The Pain Of Remembering

Author: Adam Sternbergh

Memories are bullets. Some whiz by and only spook you. Others tear you open and leave you in pieces. ~ Richard Kadrey

The entire town of Caesura is filled with criminals – killers, rapists, and worse. The twist? They don’t know it.

Welcome to Caesura, or The Blinds as the locals call it. They’re all here for life, for better or worse. They all got here by accepting a desperate deal, allowing the memory of their crimes or, in rare instances, of what they have witnessed, to be wiped free. In exchange, they must live here forever, outside of civilization, under the watchful eye of the Institute that expunged their memory and continues to monitor their well-being. It’s a fresh start, but everyone has their doubts, the nagging sense that they have done something terrible and the desperate hope that they are a true innocent: that rare person in the wrong place, at the wrong time, who cannot bear to remember. But can a leopard change its spots? There’s only one gun in town, which belongs to Sherrif Cooper, yet there has been a rash of shootings. Is this social experiment doomed? Are residents reliving their deepest, darkest desires? Has someone remembered something, or has a vengeful outside world finally found this hidden enclave of the desperate and isolated?

The Blinds is an interesting concept, with a half science-fiction and half western vibe. It’s told from multiple viewpoints, but mainly oscillates between Fran and Sherrif Cooper. Fran is a pregnant woman who arrived, her mind wiped clean. The only child in Caesura lives with her, and Fran knows that this town cannot provide a real childhood, but she’s terrified to leave, especially after what has happened to those who struck out into the world again. She may or may not be innocent, but this child, he certainly is, and he deserves better.

The other character, a more multifaceted personage with some baggage in his past, is the down and out Sherriff with secrets. Cooper fits right in here, because he’s not the good guy either. The only thing is, he took this job knowingly. He knows who he is and what he’s done, and he finds refuge here among the broken and depraved. Yet . . . something about Fran and that lonely child pulls at him, inspires him to be better. It may be a redemption of sorts, or just another delusion in a long-running experiment.
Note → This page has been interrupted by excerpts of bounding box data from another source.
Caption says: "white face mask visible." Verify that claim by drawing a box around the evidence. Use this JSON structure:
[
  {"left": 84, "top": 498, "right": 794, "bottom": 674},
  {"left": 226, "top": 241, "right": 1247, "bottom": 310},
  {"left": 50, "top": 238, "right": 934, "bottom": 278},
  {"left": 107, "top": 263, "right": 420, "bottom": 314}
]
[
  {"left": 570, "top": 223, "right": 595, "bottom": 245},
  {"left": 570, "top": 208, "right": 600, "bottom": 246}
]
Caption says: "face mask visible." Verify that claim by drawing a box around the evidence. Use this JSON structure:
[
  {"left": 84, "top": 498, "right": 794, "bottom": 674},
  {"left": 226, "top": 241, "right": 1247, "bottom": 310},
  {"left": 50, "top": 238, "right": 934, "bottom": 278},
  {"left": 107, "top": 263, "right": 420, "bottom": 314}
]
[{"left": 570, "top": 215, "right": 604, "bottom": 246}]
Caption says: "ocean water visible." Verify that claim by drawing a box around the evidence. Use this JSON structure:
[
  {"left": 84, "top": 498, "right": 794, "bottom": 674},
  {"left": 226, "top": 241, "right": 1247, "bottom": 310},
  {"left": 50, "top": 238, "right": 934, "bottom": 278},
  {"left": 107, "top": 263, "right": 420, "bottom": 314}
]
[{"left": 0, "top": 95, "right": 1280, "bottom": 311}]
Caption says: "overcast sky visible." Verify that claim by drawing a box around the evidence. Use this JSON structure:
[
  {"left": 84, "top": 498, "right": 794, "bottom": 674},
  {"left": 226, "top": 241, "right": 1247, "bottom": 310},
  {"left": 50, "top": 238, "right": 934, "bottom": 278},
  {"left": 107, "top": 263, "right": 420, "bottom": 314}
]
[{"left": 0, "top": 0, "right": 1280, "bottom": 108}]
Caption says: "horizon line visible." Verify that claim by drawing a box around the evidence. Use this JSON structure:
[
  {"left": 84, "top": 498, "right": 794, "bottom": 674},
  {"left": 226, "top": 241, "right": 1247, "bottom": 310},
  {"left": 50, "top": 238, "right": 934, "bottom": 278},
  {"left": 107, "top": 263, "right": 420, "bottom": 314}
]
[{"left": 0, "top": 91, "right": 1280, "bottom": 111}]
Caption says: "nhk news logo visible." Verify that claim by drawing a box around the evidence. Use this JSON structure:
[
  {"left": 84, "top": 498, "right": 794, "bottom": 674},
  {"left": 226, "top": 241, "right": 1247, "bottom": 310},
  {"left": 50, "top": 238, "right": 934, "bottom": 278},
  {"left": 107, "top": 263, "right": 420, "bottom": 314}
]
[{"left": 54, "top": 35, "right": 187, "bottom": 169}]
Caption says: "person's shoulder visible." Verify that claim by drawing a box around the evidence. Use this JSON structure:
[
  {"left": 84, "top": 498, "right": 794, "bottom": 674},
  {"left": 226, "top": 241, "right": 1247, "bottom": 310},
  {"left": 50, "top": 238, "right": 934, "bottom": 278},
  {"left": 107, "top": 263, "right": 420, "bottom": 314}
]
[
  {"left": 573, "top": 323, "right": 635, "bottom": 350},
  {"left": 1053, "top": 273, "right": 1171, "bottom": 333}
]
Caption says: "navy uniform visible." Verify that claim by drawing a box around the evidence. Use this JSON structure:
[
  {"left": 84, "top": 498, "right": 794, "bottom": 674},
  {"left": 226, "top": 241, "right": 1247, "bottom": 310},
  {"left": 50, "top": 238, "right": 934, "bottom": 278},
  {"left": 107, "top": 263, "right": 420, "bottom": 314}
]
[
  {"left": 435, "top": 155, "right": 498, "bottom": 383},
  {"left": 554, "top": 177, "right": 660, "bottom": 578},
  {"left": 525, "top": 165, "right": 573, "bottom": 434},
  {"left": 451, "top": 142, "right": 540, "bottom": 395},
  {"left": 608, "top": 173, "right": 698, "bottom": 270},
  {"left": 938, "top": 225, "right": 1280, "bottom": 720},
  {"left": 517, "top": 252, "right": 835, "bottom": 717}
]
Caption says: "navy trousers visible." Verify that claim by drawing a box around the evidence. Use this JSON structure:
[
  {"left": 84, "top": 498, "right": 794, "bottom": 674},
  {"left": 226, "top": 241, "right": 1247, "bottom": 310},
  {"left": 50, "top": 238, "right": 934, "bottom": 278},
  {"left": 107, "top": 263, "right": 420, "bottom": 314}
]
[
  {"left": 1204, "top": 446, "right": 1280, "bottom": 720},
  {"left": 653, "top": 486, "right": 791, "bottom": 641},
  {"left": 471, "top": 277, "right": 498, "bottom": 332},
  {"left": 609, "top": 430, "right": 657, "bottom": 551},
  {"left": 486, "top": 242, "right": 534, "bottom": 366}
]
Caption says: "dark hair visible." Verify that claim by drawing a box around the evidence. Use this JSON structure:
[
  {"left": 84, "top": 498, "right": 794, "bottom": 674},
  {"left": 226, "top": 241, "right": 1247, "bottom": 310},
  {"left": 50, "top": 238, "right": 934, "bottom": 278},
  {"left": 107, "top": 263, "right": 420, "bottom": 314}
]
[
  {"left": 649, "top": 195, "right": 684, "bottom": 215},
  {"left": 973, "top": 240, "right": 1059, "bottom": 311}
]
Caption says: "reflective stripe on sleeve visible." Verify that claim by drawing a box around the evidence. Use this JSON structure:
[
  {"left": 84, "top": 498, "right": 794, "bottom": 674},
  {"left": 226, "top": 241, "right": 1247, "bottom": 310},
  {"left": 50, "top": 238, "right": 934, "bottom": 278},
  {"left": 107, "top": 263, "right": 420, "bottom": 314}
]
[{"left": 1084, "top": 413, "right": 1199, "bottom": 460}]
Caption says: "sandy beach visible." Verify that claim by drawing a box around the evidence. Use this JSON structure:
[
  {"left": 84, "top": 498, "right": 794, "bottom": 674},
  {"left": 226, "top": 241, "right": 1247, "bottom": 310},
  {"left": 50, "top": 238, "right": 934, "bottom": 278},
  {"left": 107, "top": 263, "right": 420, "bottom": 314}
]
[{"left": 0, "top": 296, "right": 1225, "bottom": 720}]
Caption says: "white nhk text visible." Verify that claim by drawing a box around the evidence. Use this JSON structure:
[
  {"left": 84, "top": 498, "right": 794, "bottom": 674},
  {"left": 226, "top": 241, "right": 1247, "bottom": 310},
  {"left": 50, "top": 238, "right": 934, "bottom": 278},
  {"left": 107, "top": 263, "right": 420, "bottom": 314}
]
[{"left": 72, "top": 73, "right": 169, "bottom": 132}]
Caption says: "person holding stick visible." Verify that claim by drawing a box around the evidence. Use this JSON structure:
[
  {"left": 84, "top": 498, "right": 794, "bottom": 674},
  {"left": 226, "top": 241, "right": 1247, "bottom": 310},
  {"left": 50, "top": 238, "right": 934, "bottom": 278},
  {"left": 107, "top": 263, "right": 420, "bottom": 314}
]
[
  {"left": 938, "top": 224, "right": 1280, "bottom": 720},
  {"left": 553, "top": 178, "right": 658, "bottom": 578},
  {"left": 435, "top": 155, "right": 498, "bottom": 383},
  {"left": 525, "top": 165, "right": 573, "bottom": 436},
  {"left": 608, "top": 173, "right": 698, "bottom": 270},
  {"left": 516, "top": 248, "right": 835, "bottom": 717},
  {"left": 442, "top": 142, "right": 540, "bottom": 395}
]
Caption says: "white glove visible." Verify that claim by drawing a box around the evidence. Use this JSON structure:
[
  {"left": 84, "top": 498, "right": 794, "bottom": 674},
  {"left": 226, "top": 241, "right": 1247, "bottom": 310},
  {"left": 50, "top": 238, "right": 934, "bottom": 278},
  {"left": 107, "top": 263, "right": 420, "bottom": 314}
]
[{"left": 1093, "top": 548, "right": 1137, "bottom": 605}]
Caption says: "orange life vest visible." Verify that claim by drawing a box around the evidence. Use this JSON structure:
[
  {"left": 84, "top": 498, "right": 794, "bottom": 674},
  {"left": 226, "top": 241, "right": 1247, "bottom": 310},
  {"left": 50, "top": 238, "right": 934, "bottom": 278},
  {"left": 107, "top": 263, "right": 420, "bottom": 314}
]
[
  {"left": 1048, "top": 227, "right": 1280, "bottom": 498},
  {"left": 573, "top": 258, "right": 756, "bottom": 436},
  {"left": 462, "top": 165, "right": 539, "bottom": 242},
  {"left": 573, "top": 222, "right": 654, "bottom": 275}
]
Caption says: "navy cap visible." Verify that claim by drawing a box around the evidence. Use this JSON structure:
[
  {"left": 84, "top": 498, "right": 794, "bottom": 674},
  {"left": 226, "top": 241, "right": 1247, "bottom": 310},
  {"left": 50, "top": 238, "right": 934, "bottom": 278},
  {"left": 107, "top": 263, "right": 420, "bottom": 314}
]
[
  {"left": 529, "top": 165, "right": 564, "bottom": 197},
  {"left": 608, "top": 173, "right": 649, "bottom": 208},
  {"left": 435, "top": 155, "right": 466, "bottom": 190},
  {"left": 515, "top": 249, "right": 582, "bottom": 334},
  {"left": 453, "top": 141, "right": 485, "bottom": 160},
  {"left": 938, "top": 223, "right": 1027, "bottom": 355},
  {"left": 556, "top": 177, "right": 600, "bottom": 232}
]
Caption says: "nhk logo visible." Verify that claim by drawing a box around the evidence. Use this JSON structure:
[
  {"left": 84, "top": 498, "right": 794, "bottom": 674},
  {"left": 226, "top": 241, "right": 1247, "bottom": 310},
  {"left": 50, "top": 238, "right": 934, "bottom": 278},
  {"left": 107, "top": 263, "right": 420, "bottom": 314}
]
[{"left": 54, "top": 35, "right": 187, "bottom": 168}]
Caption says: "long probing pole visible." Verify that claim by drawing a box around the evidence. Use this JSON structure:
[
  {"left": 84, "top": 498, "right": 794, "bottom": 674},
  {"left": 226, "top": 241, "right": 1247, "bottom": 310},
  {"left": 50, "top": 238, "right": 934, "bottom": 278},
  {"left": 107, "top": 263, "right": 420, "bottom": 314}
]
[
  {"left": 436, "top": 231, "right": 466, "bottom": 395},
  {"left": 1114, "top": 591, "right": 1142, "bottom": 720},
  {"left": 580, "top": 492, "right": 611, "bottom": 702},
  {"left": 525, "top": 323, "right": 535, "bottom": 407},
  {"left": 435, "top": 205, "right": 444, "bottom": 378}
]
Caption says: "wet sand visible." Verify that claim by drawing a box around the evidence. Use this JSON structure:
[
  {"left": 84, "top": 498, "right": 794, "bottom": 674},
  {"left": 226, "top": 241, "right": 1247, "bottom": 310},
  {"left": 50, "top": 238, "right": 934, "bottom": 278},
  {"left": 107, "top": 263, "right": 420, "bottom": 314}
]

Who’s to say?

Image by Peter Middleton from Pixabay

As the escalating violence in town gets the Institute’s attention, Cooper weighs his options. Outsiders are starting to come into the town, to investigate, and the residents are stirred, a restless horde. Meanwhile, a new shipment of amnesiac criminals is arriving. Two of them, however, aren’t what they seem. Both have agendas that tie into the bigger scheme. The stakes are escalating, the experiment is rushing towards a conclusion, and the leopard is shifting in the tree, dark spots morphing into the blackness of its intent. Buckle up, because this is a wild, violent, heartbreaking, and somewhat redemptive ride.

The Blinds has a big cadre of characters, but our main person is Cooper. He is surprisingly compelling in all his excuse making, his shady brand of self-justified morality, and his one soft spot that almost redeems him and leads to a bombshell conclusion. The other characters, including Fran to some extent, are more stories than people, and we are left to wonder along with Cooper if change is really possible or if criminality is somehow buried in the DNA. Can killers stop killing? Can the desire be forgotten, even if the memories are? Well . . . there’s something bigger at play anyway, so hold that thought and watch your back.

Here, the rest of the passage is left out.